Re: Resizing a view to match the main NSWindow size?
Re: Resizing a view to match the main NSWindow size?
- Subject: Re: Resizing a view to match the main NSWindow size?
- From: Graham Reitz <email@hidden>
- Date: Sun, 25 May 2008 23:19:23 -0500
Thanks Eric. I have a CustomOpenGLView example that I downloaded from
the apple development site (http://developer.apple.com/samplecode/Custom_Cocoa_OpenGL/listing5.html
).
Hopefully that has what I am looking for.
Use NSOpenGLView. It's whole reason to exist is to simplify setup
and use of OpenGL in a Cocoa application. Why on earth would you
assume you don't want to use NSOpenGLView ?
For Knowledge and a deeper understanding of how this works. That's
usually a good reason and lauded in some circles.
I really don't mind doing it the 'painful' way (according to some
folks).

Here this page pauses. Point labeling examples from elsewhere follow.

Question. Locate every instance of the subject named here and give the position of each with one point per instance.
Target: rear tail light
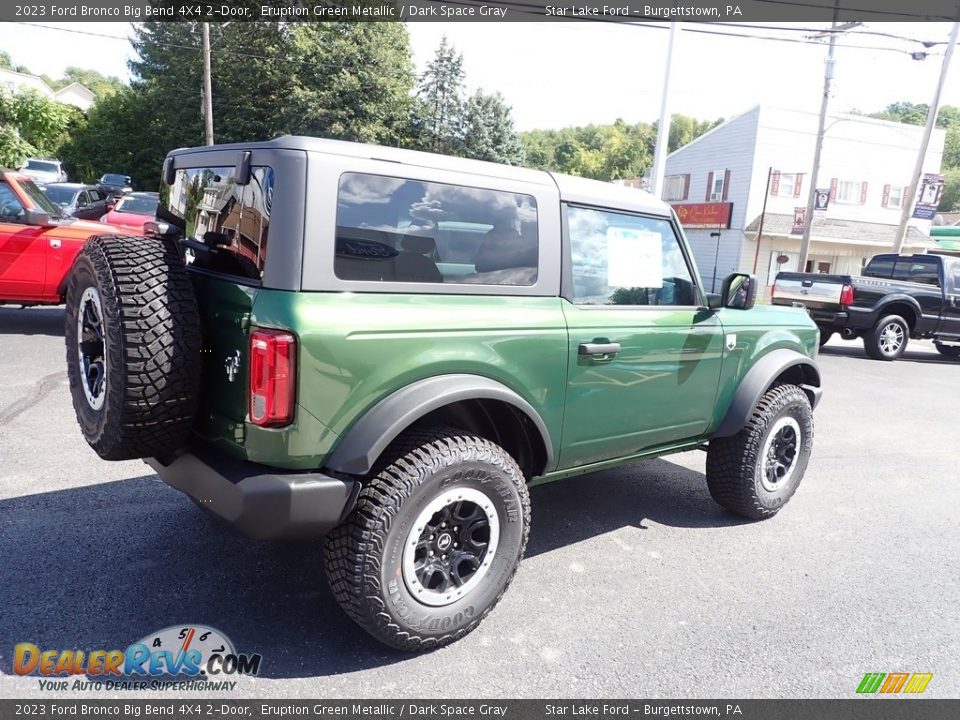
(273, 376)
(846, 295)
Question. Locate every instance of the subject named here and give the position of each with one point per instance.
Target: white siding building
(865, 165)
(74, 94)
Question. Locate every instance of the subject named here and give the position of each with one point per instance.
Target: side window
(233, 220)
(620, 259)
(920, 271)
(880, 267)
(393, 229)
(11, 209)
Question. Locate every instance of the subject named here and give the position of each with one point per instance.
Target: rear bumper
(258, 501)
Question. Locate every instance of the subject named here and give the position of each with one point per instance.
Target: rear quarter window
(393, 229)
(232, 220)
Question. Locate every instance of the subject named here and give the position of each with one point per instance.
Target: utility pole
(927, 131)
(207, 87)
(835, 29)
(663, 127)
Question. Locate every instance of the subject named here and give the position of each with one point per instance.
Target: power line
(514, 5)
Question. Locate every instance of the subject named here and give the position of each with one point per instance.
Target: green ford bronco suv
(389, 348)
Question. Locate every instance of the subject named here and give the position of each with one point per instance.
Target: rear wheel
(755, 472)
(947, 350)
(434, 541)
(133, 346)
(888, 338)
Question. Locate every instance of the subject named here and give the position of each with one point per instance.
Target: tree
(350, 81)
(439, 106)
(33, 124)
(488, 132)
(119, 135)
(950, 198)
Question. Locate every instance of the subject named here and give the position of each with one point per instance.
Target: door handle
(598, 348)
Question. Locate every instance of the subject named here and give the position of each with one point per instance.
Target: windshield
(38, 199)
(137, 205)
(41, 166)
(62, 196)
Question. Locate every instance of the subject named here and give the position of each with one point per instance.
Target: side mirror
(36, 217)
(241, 173)
(739, 291)
(169, 174)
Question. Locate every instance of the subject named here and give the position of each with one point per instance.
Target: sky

I've been doing it that way for over 15 years in the c++ world.
I have not done any OpenGL programming and very little gui development
and just started obj-c programming this weekend.
-graham
On May 25, 2008, at 11:02 PM, Erik Buck wrote:
Use NSOpenGLView. It's whole reason to exist is to simplify setup
and use of OpenGL in a Cocoa application. Why on earth would you
assume you don't want to use NSOpenGLView ?
You see garbage after resizing the window because openGL has a fixed
size frame buffer at the time the context is created. When the
window is resized, the frame buffer isn't automatically increased so
it doesn't contain any data in the newly revealed area of the
window. One of the advantages of NSOpenGLView is that it handles
the frame buffer resize.
If you handle this yourself, you will have to replace or update the
opengl context. Apple provides an example of doing it the hard way.